Aspek lain yang menonjol dari serangan RansomHub adalah penggunaan enkripsi intermiten untuk mempercepat proses, dengan eksfiltrasi data yang diamati melalui alat seperti PuTTY, bucket Amazon AWS S3, permintaan HTTP POST, WinSCP, Rclone, Cobalt Strike, Metasploit, dan metode lainnya.
Perkembangan ini terjadi saat Palo Alto Networks Unit 42 mengungkap taktik yang terkait dengan ransomware ShinyHunters, yang dilacak sebagai Bling Libra, yang menyoroti peralihannya ke pemerasan korban dibandingkan dengan taktik tradisional mereka untuk menjual atau menerbitkan data curian. Pelaku ancaman pertama kali terungkap pada tahun 2020.
“Kelompok tersebut memperoleh kredensial yang sah, yang bersumber dari repositori publik, untuk mendapatkan akses awal ke lingkungan Amazon Web Services (AWS) suatu organisasi,” kata peneliti keamanan Margaret Zimmermann dan Chandni Vaya.
“Meskipun izin yang terkait dengan kredensial yang disusupi membatasi dampak pelanggaran, Bling Libra menyusup ke lingkungan AWS organisasi dan melakukan operasi pengintaian. Kelompok pelaku ancaman menggunakan alat seperti Amazon Simple Storage Service (S3) Browser dan WinSCP untuk mengumpulkan informasi tentang konfigurasi bucket S3, mengakses objek S3, dan menghapus data.”
Hal ini juga mengikuti evolusi signifikan dalam serangan ransomware, yang telah bergerak melampaui enkripsi file hingga menggunakan strategi pemerasan yang kompleks dan memiliki banyak sisi, bahkan menggunakan skema pemerasan tiga kali lipat dan empat kali lipat, menurut SOCRadar.
“Pemerasan tiga kali lipat meningkatkan taruhannya, mengancam adanya cara gangguan tambahan di luar enkripsi dan eksfiltrasi,” kata perusahaan itu.
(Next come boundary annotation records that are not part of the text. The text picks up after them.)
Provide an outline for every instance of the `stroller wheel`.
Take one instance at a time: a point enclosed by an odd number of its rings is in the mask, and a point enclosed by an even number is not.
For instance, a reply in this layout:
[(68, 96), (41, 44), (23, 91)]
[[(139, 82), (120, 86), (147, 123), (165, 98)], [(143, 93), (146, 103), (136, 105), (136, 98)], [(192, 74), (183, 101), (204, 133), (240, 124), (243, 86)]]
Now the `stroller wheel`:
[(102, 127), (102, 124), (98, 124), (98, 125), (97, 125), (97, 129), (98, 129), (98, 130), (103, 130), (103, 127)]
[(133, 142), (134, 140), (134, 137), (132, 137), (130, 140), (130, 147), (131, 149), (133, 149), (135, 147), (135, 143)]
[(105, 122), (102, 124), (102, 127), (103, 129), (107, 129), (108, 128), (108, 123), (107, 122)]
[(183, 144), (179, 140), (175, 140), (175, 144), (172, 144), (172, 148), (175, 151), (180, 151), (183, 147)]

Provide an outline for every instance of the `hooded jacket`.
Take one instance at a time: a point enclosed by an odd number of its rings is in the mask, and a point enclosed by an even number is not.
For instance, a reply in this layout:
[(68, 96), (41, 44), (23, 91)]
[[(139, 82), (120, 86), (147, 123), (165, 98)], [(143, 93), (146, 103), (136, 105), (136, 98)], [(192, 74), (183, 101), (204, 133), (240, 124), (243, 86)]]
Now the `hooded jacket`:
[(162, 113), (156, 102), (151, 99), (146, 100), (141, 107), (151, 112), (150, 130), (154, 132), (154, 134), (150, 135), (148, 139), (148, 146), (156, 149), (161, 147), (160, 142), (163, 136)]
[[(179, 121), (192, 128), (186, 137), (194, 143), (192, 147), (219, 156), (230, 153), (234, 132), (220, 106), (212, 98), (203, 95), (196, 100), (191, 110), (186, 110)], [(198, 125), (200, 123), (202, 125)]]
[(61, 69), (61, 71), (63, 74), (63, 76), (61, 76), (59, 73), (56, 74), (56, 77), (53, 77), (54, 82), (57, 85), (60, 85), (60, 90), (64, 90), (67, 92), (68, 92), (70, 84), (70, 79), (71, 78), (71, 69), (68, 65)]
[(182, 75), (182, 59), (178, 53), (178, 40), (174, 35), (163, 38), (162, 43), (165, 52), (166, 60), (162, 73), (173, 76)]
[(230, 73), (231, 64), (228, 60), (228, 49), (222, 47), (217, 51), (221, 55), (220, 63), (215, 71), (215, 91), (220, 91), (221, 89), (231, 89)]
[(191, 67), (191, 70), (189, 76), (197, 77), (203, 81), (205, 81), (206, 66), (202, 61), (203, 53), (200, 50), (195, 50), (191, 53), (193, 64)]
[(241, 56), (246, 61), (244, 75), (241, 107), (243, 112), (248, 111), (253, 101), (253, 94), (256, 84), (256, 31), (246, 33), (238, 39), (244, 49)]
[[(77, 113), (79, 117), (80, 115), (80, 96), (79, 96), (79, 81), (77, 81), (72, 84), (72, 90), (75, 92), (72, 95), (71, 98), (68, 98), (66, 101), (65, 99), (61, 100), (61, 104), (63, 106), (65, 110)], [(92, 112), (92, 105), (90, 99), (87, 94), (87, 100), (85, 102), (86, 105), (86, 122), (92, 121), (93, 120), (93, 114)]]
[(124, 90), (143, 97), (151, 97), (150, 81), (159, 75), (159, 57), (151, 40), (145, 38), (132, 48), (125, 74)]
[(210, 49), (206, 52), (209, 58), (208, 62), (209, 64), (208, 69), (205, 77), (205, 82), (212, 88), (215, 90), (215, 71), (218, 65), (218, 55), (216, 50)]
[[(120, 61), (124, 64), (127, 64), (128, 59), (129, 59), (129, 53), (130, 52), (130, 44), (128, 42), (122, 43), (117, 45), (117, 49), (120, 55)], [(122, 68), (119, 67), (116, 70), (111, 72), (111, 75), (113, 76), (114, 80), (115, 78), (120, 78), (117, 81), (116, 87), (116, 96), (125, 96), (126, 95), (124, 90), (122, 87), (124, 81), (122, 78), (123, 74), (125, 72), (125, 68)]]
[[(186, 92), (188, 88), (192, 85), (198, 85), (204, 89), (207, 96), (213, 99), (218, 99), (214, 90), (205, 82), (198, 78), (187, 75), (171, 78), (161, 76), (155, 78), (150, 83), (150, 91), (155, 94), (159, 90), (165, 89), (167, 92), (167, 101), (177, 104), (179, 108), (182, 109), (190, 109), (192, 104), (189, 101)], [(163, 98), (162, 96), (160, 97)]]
“Hal ini mungkin melibatkan pelaksanaan serangan DDoS terhadap sistem korban atau memperluas ancaman langsung kepada klien, pemasok, atau rekan korban lainnya untuk menimbulkan kerusakan operasional dan reputasi lebih lanjut pada mereka yang pada akhirnya menjadi sasaran skema pemerasan tersebut.”
Pemerasan empat kali lipat meningkatkan taruhannya dengan menghubungi pihak ketiga yang memiliki hubungan bisnis dengan para korban dan memeras mereka, atau mengancam para korban untuk membocorkan data dari pihak ketiga guna memberikan tekanan lebih lanjut kepada korban agar membayar.
Sifat menguntungkan dari model RaaS telah memicu lonjakan varian ransomware baru seperti Allarich, Cronus, CyberVolk, Datablack, DeathGrip, Hawk Eye, dan Insom. Hal ini juga telah menyebabkan aktor negara-bangsa Iran berkolaborasi dengan kelompok-kelompok terkenal seperti NoEscape, RansomHouse, dan BlackCat dengan imbalan sebagian dari hasil kejahatan ilegal tersebut.